Inhibition of both mesothelioma cell growth and Cdk4 activity following treatment with a TATp16INK4a peptide

Anticancer Research. 2008 Jan-Feb;28(1A):1-7. [Link]

Frizelle SP, Kratzke MG, Carreon RR, Engel SC, Youngquist L, Klein MA, Fourre L, Shekels LL, Kratzke RA.

Research Service, Minneapolis Veterans Affairs Medical Center, Minneapolis, MN 55417, USA.
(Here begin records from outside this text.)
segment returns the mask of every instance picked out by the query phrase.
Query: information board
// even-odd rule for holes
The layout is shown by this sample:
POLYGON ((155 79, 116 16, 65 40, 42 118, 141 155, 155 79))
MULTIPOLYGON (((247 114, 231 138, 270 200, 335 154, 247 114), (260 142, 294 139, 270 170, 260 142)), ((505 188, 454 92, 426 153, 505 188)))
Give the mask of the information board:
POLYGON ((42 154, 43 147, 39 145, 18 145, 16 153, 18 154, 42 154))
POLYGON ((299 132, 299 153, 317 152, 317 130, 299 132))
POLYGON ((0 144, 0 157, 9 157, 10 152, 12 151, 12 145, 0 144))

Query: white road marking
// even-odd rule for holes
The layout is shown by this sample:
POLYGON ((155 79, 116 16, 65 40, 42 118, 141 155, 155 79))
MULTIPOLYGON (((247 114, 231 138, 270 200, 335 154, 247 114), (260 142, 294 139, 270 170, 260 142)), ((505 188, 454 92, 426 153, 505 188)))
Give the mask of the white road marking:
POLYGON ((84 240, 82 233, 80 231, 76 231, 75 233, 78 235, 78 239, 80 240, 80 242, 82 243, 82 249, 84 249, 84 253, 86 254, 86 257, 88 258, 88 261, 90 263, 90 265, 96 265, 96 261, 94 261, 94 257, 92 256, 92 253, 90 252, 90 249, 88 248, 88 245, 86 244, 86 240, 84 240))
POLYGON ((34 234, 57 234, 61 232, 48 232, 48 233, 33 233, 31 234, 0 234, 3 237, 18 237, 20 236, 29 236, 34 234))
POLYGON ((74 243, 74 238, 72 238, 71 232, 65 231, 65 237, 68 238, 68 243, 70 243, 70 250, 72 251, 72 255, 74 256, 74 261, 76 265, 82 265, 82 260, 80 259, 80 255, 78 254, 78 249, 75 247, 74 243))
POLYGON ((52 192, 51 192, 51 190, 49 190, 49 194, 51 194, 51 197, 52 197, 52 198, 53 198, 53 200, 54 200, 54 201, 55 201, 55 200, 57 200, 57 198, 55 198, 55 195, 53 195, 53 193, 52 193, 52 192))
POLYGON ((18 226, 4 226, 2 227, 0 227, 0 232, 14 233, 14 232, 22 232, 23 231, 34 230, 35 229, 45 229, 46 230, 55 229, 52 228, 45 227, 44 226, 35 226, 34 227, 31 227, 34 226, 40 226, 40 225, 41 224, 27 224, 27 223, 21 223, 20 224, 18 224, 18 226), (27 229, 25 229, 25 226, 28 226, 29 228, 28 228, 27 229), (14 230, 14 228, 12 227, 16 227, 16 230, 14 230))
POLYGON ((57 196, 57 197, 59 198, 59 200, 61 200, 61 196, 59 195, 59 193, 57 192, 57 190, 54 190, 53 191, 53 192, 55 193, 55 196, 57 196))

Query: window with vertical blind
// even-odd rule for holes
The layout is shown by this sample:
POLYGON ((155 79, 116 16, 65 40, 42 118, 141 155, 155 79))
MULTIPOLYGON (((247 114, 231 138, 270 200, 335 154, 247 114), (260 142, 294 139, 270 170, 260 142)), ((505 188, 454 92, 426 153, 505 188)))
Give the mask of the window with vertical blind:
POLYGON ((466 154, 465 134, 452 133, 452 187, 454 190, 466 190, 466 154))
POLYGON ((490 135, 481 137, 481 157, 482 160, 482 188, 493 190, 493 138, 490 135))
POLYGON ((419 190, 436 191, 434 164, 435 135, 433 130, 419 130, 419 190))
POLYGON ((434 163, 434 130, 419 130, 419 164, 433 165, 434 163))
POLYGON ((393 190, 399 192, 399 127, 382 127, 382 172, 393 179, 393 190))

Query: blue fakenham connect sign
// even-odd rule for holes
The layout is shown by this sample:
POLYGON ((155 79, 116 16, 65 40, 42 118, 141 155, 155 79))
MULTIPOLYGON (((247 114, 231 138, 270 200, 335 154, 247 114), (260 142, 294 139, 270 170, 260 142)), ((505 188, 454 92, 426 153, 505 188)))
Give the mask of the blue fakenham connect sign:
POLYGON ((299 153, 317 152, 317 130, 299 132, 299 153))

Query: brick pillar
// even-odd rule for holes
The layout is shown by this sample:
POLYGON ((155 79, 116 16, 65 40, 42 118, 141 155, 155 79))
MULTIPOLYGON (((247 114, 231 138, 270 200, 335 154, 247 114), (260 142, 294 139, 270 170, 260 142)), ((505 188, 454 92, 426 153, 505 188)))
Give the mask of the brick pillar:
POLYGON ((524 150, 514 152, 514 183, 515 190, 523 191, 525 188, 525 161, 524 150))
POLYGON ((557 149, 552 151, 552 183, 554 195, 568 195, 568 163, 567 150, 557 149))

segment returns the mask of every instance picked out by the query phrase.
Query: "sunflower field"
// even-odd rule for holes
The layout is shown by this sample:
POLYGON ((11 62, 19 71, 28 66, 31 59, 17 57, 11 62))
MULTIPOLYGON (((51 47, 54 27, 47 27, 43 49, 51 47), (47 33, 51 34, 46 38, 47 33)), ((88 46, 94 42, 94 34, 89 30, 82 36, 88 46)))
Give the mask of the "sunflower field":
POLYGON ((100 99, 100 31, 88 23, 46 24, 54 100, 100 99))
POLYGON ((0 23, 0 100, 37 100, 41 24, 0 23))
Introduction: Disruption of the 9p21 locus is common in mesothelioma and leads to loss of both the p16INK4a and the p14ARF gene products. This study tested the hypothesis that reexpression of p16INK4a carried out using the TAT delivery system that carries the protein transduction domain of the HIV TAT will result in mesothelioma cell death.

Materials and Methods: A synthetic TATp16INK4a peptide and a charge matched control were transduced into mesothelioma cells in vitro and in vivo. Cells were assayed for Cdk4 inhibition, cell cycle arrest, and cell death.

Results: Treatment of mesothelioma cells with TATp16INK4a for 48 hours resulted in cell death. Apoptosis and G1 cell cycle arrest was also observed. Following transduction of cells with TATp16INK4a there was complete but transient hypophosphorylation of pRb. Similar effects were observed in mesothelioma xenografts.

Conclusion: Therapeutic strategies which introduce either TATp16INK4a peptide, or small molecule mimetic, could be an effective strategy for mesothelioma treatment.